How to create auto increment IDs in Cassandra

Question

We know that it is easy to create auto increment IDs in SQL databases, is there a good solution for it in Cassandra? The IDs should be for key or column name.

Related: [Cassandra: Generate a unique ID](http://stackoverflow.com/q/16084573/2390083) — Beryllium, Aug 19 '13 at 21:25
The moment you ask yourself, "how do I replicate X functionality from XYZsql database" you are almost guaranteed to be using cassandra wrong. Back up and examine your requirements again. — Michael, Aug 30 '14 at 22:05

score 42 · Answer 1 · edited Nov 16 '19 at 16:56

42

How about the following, using Cassandra's Lightweight transactions

1 - Create IDs table:

CREATE TABLE ids (
  id_name varchar,
  next_id int,
  PRIMARY KEY (id_name)
)

2 - Insert every id you'd like to use a global sequence with

For example:

INSERT INTO ids (id_name, next_id)
VALUES ('person_id', 1)

3 - Then, when inserting to a table where you'd like to use an auto-incremented key, do the following:

3.1 - Get the next_id from the ids table:

SELECT next_id FROM ids WHERE id_name = 'person_id'

Let's say the result is next_id = 1

3.2 - Increment next_id, the following way:

UPDATE ids SET next_id = 2 WHERE id_name = 'person_id' IF next_id = 1

The result should look like this:

[{[applied]: True}]

If it was updated successfully, OR

[{[applied]: False, next_id: 2}]

If someone else has already updated it.

So, if you got True, use id '1' - it is yours. Otherwise, increment next_id (or just use the returned next_id) and repeat the process.

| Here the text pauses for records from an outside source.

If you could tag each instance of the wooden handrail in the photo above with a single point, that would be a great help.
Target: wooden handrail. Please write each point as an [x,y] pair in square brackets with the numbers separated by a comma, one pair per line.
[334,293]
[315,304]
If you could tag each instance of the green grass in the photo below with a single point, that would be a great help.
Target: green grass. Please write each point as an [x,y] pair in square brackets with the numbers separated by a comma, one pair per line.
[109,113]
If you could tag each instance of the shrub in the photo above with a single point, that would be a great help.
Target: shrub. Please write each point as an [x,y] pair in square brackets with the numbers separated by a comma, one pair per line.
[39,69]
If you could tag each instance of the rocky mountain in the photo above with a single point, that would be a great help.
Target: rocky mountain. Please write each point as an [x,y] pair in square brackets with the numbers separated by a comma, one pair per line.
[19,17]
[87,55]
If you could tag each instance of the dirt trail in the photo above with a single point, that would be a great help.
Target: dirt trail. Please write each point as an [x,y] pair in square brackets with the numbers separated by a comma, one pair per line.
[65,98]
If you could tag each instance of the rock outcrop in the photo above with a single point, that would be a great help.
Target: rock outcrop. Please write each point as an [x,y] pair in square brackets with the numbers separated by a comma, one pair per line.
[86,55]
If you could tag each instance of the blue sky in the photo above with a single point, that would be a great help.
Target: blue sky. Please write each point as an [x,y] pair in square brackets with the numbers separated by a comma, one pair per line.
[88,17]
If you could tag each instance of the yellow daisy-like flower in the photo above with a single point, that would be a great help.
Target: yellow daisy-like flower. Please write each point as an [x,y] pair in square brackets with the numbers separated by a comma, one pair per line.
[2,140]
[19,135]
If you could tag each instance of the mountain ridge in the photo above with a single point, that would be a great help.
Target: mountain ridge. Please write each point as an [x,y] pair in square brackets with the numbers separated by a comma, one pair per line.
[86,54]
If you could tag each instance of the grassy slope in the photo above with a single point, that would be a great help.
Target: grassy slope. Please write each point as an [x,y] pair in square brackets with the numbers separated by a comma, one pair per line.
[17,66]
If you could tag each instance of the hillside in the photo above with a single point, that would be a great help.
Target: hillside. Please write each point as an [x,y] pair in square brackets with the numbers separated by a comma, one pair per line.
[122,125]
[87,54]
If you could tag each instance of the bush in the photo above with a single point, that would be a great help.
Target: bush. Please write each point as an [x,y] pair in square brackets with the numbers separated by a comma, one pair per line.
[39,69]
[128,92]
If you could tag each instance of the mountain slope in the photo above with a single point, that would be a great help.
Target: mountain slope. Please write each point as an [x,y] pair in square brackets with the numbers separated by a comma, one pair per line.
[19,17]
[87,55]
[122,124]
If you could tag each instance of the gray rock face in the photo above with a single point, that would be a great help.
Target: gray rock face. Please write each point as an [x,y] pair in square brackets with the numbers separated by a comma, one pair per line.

edited Nov 16 '19 at 16:56

snovelli

5,804
2
37
50

answered Apr 01 '15 at 13:16

AlonL

6,100
3
33
32

How would you account for replication if you're using a cluster? – Panama Jack Apr 07 '18 at 01:32
If we put this in a separate spring boot service, will this work with multiple instances? – Saurabh Dec 19 '18 at 21:34
1

this is good solution however keep in mind that if you have many concurrent threads generating the ID, you might have lots of "retries" and it will eat lots of connections from the pool. So be careful with this approach. – walv Dec 05 '19 at 21:33
4

This pattern is called `Optimistic Locking` – Maxim Jun 02 '20 at 10:55
1

i would use counters – Kat Lim Ruiz Sep 17 '20 at 20:09
Regarding the two parts in: "Otherwise, increment next_id (or just use the returned next_id) and repeat the process.": "Repeat the process" refers to the next time one wants to get another id ( (different from the current transaction/flow, in which the id would already have been satisfactorily obtained by the first part increment next_id (or just use the returned next_id)? – PCH Mar 28 '23 at 17:34
@PCH No, if you got "False", meaning it did not apply - you were not able to obtain the next ID, so you should increment the number and try again. – AlonL Apr 12 '23 at 05:05

score 42 · Answer 2 · edited Feb 09 '18 at 19:06

42

Creating a global sequential sequence of number does not really make any sense in a distributed system. Use UUIDs.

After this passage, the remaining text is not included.